Are Investment Subscriptions the New Netflix?

Subscription models are starting to take root in the investment world as well. Now clients can subscribe and save not only on movies and dinner, but also their investment portfolio.

Subscriptions are nothing new; newspaper and magazine subscriptions date back to the 17th century. However, subscription services have markedly expanded in recent years, and the realm of products available on a monthly basis range from streaming music, movies, and television shows to stickers, meals, and boxes of dog toys shipped to your door. The digital marketplace is growing ever more intertwined with subscription-based services, both in terms of tangible goods delivered direct to consumer, à la BarkBox, Blue Apron, and Dollar Shave Club, and digital goods and streaming services, like Netflix, Hulu, or Spotify.

Subscription models are another part of the noncommittal gig economy, a model “based on flexible, temporary, or freelance jobs, often involving connecting with clients or customers through an online platform” according to Investopedia.[1] And like the gig economy, subscription-based businesses are booming. A 2018 McKinsey report estimated that the “total market size for subscription e-commerce services is about $12 billion to $15 billion.”[2]

Not only that, but the study also found that 46% of those surveyed subscribe to a media streaming service, and 15% have subscribed to e-commerce offerings within the last year. Based on this information, it’s no wonder that subscription models are starting to take root in the investment world as well. Now clients can subscribe and save not only on movies and dinner, but also their investment portfolio. Ellevest recently announced their new monthly investment subscription starting at $1/month (and no minimum investment).

Their tiered membership-based financial advising services are offered at $1, $5, and $9 per month. Every level includes a personalized investment portfolio, access to online learning (including online workshops and videos), Ellevest banking, and coaching discounts starting at 20%, while the $5/month plan adds retirement planning and the $9/month plan includes everything mentioned plus multi-goal investing, with “up to six customized investment accounts for each of your money goals.”[3]

This model is most reminiscent of Patreon, a tiered membership platform founded in 2013 that is popular with YouTube personalities, webcomic artists, writers, podcasters, and other creative entrepreneurs.[4] It allows subscribers to directly support artists and content creators with small monthly donations in exchange for member-exclusive content. Patreon subscribers can expect early access to publicly available content, as well as Patreon-only merchandise and bonus features in exchange for a monthly subscription as low as $1/month. Some creators interact with their patrons through livestreams, video chats, Q&As, and more, allowing fans to get more personalized content and interaction with their favorite artists. Patreon creators can be wildly successful earning up to $95,000/month, and when building out subscription services, it can be helpful to look to other preexisting businesses to better understand the market and avoid reinventing the wheel.

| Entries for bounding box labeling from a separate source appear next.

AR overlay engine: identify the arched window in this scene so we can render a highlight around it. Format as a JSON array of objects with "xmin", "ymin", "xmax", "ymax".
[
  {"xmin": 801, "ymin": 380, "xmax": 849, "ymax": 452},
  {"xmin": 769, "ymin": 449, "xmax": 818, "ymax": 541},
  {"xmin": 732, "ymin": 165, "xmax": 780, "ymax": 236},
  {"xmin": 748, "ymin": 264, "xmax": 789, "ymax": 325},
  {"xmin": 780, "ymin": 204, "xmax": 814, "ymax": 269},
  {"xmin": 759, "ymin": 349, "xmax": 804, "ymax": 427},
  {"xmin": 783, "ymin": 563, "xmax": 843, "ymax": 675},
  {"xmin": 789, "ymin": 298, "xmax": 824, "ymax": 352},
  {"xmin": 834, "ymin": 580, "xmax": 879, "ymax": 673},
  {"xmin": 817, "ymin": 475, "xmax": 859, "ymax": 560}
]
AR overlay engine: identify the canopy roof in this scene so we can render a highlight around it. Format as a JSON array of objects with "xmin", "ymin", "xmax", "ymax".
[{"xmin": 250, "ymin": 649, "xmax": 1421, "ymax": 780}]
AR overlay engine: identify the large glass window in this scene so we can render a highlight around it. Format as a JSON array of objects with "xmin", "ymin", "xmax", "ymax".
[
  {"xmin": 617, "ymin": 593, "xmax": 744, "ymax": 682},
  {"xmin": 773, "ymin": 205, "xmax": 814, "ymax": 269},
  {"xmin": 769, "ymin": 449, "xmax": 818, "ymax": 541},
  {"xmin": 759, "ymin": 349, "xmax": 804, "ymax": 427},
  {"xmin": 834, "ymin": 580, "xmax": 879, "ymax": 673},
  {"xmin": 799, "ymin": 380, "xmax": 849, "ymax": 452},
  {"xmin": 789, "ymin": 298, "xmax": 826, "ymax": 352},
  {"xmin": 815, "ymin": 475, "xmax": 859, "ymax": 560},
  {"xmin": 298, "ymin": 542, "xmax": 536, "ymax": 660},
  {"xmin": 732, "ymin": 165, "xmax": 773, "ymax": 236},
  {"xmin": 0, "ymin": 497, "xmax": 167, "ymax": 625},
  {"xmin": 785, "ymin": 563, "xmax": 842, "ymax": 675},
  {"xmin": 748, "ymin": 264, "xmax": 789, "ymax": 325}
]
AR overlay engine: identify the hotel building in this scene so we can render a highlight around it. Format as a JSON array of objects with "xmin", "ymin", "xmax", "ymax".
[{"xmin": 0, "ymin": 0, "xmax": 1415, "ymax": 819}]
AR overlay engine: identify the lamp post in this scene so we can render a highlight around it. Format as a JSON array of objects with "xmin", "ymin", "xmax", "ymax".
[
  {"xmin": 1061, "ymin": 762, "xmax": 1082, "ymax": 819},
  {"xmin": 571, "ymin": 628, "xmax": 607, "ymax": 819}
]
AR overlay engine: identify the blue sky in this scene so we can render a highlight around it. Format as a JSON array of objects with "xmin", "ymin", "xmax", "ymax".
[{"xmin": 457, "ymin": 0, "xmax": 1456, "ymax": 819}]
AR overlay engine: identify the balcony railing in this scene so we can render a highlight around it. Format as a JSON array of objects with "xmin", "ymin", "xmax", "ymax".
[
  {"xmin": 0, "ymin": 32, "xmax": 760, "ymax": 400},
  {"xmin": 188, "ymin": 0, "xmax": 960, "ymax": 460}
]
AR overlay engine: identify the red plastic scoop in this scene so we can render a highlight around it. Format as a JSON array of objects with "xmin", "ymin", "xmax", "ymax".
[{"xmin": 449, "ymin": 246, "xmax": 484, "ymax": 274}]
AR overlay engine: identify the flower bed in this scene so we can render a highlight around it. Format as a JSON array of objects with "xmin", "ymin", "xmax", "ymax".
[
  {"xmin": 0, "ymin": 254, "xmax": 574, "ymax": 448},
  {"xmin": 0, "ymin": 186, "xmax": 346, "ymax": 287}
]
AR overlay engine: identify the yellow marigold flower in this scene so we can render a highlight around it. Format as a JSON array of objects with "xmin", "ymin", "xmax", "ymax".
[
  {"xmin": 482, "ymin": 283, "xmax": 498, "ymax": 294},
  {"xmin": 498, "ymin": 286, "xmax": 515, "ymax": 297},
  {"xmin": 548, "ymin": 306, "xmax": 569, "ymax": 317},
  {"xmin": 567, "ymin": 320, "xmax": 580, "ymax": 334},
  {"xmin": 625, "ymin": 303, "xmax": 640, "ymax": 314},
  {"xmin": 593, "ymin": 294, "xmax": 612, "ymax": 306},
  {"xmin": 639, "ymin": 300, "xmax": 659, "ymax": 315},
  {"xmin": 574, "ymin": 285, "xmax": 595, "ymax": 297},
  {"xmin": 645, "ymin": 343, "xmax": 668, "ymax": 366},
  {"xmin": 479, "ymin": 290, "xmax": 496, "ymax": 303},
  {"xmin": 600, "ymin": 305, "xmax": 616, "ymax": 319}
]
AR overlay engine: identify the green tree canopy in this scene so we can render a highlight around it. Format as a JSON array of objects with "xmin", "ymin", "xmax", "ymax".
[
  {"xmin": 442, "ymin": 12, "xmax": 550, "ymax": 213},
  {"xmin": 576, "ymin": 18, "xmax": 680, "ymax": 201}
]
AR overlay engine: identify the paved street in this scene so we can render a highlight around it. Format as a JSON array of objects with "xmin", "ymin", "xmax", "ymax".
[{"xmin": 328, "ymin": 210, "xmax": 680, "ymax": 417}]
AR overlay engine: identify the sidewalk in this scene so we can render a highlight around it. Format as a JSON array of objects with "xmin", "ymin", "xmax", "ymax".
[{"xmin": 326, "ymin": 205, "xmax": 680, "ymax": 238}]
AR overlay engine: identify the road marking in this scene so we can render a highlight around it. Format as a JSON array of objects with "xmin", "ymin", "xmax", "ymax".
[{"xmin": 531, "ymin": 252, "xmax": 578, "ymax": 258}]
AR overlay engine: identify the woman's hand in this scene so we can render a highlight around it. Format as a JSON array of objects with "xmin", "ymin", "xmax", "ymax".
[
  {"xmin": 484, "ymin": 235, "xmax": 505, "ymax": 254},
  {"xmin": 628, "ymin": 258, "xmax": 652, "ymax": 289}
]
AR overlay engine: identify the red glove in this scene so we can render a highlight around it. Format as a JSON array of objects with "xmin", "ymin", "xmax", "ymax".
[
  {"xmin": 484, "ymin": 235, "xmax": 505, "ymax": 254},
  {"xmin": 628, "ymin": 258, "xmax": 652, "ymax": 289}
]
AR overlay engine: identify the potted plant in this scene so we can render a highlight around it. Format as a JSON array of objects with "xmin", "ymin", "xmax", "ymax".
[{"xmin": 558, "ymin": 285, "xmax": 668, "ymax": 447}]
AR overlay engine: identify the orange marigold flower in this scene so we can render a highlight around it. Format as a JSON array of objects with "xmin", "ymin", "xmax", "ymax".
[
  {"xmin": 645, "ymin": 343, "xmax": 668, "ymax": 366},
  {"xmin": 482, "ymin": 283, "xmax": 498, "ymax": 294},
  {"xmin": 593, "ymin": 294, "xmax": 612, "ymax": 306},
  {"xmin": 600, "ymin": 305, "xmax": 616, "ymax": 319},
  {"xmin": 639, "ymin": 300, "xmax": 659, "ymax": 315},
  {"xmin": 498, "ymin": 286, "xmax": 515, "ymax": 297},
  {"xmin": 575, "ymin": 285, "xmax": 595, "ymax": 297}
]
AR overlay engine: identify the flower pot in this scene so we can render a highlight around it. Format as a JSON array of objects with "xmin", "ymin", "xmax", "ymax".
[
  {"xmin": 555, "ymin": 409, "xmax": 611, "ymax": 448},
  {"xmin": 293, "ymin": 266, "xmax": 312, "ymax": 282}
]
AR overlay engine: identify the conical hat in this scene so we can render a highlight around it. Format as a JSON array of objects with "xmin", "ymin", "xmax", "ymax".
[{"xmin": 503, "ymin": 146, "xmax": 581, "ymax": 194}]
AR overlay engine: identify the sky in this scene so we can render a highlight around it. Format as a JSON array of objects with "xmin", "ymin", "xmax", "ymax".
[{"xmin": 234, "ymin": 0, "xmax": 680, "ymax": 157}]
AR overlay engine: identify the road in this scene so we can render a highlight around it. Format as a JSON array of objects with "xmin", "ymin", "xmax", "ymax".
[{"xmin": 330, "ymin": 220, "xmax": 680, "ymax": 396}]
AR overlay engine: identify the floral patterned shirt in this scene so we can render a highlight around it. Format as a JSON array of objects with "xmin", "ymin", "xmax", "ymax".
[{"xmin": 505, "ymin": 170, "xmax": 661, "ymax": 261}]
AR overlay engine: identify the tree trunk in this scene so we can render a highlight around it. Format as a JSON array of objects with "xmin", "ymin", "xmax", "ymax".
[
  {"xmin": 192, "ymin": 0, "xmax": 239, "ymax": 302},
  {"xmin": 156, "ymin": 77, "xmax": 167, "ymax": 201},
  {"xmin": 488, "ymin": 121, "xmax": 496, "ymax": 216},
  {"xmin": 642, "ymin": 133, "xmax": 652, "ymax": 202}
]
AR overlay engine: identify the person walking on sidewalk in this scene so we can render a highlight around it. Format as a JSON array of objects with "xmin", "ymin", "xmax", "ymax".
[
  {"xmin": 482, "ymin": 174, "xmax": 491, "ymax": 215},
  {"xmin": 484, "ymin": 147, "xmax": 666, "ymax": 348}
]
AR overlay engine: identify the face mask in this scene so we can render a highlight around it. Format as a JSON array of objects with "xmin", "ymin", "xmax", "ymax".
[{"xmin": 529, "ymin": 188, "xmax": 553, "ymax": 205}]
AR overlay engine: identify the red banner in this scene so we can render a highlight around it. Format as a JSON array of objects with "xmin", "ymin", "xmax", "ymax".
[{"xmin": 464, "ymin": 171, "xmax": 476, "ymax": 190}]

That said, while the $1/month Ellevest subscription is affordable, it’s not for everyone. Fret not, however, for even Charles Schwab offers a similar service for their Schwab Intelligent Portfolios Premium customers, one which requires a $25k minimum investment and targets higher net worth customers. Based on the way that digital streaming took off (and how everyone now wants a slice of the pie), as well as the tens of thousands of deliverable subscription boxes that have popped up within the last ten years, it may be only a matter of time before investment subscriptions become the new normal.

When deciding if a subscription-based business model is the right venture for you, keep in mind what draws customers to these products. McKinsey found that subscriptions fall into three categories: replenishment (automatic, recurring orders of necessities like razors or toilet paper), curation (new items and personalized experiences), and access (exclusivity and members-only benefits), and noted that “a great end-to-end experience and are willing to subscribe only where automated purchasing gives them tangible benefits, such as lower costs or increased personalization.” Ellevest hits these targets with personalized portfolios combined with exclusive banking offers, educational opportunities, and consultation discounts. However, it’s also important to know why customers ditch their subscriptions too, so that these shortcomings may be monitored and avoided; poor value for the price and dissatisfaction with the product or experience can kill subscription rates.[5]






These articles are prepared for general purposes and are not intended to provide advice or encourage specific behavior. Before taking any action, Advisors and Plan Sponsors should consult with their compliance, finance and legal teams.